Saturday, May 30, 2009

Up Fails to Lift Animation Up and Out of the Sandbox

Perhaps more clichéd and predictable than a Wilhelm scream in an old B-movie, Pixar has ‘done it again’, and has produced a film that has triumphed amongst critics, strikingly, with an almost universe reception that almost never greets live action films of all genres. Sure, critics fall for certain films, but for every film that is hailed, there are individuals in which that film just didn’t resonate with them. But Pixar appears to be the only company who can consistently enlist the passionate applause of most critics and audiences. There is one little catch, however. Their films are under represented at one ‘important’ award show, the Oscars, in which the awards they receive are not congruent with the praise they receive. It is however, a minor speed bump. With plenty of box office offset by the devoted audiences’ expectation of quality and the miraculous, often magical, amount of praise they receive by critics (and thusly, opinions held in the contrary ignite flame wars by Pixar lovers who haven’t even seen the movie), it’s undeniable that Pixar’s presence is a force.

A force that will ‘corrupt’ American animation. Or at least, sanitize it to the point of hair-pulling padded, cookie cutter and conceptualized formula built to send hands in the air and for smiles to spread among the adults in the audiences like weeds in a field. Pixar’s films rarely diverge from nudging and cutesy ‘cornball’ humor; delving into the cleanliness and safety of old style charm. The films often feel like they were created by a graduate of Hollywood film appreciation 101; they often emote with rousing scores and pacing humor that reminds me of films from cherished screwball comedies of film history’s past. And of course, some of the emotion is real; it is the same that exists in most American families. The same emotion that can be seen being exploited in peanut butter commercials. The type of emotion that has become the staple in what audiences expect from any film that’s animated in this country. Animated equates to a heart-warming story with characters we love to quote, right? Which isn’t to say that this isn’t a valid aspect of expression in film. Yet, the lack of critical fore-thought regarding Pixar’s latest release, Up, is rather disheartening.

While the film is certainly something worth watching, and you can admire the heart within, the film is still weighted down by flaws even more apparent than in last year’s WALL·E, as the story archetypes and much of the filling elements come off as just there to progress the story, or perhaps, to have one. At least WALL·E had the incredibly detailed and superficially accessible imagery and the contrast of vast reality played to affectionate cuteness to engage audiences into thinking it was a sci-fi masterpiece.

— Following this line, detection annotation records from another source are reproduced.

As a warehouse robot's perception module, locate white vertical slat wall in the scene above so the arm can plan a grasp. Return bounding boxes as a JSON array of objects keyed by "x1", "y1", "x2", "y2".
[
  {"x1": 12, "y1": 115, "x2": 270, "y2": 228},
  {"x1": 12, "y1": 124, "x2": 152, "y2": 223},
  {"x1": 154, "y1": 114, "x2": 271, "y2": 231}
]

Up, for me, seemed more promising, due to lack of an outright appealing environment as opposed to WALL·E, but toward the middle I found myself shaking my head at the forced villain-ary and the right on schedule story patters typical of the ‘cgi animated family genre’. The film again becomes a journey of emotional discovery, where annoying fun characters hop on along the way, and eventually help develop our protagonist. I don’t think I can adequately express how sad it is that animation is simply just a medium, yet our animation almost NEVER breaks these typical molds. Think of all the live action genres, and then contemplate what has been done in cgi. Yet, as Pixar continues to remain ‘cream of the crop’, with claims their films are ‘the best of the year’, why would Pixar do something different (like Coraline or Monster House) when they can be safe and praised? And in effect, why would any other animation studio want to do so?

I’m not exactly keen on the elements that make Pixar stand out, aside from their use of a medium that commonly is starved of artistic intent outside of the animation. Although I imagine their success hails from that their films are patterned and decorated with the element of fantasy fable, like an enjoyable story book for the whole family. That, with cgi still being relatively new, creates the feel of freshness and sincerity. The simplicity emotes like film’s first start, and any added thematic intricacies just add to the wide-eyed wonder.

Yet, I can’t say I’m too pleased that Pixar remains the constant force of Hollywood films. Although part of me respects Up, despite it's constructed emotion and some stilted sentiment, for at least lacking the flash of WALL·E, which is quickly becoming my least favorite Pixar film (and the most manipulative). At least within Up, there is a sense of genuine in portions that comes off less cynically aimed toward critical approval (glossing up the same trite childishness) and I didn’t feel like I was being belittled emotionally. And the story is more inventive, I think, in a whimsy sort of way. My favorite Pixar film remains Toy Story, and I do hope to see at least, more films by Pixar that use their sentiment to create more of a uniform balance between the cute and the style, since this is the distinction of directing at Pixar.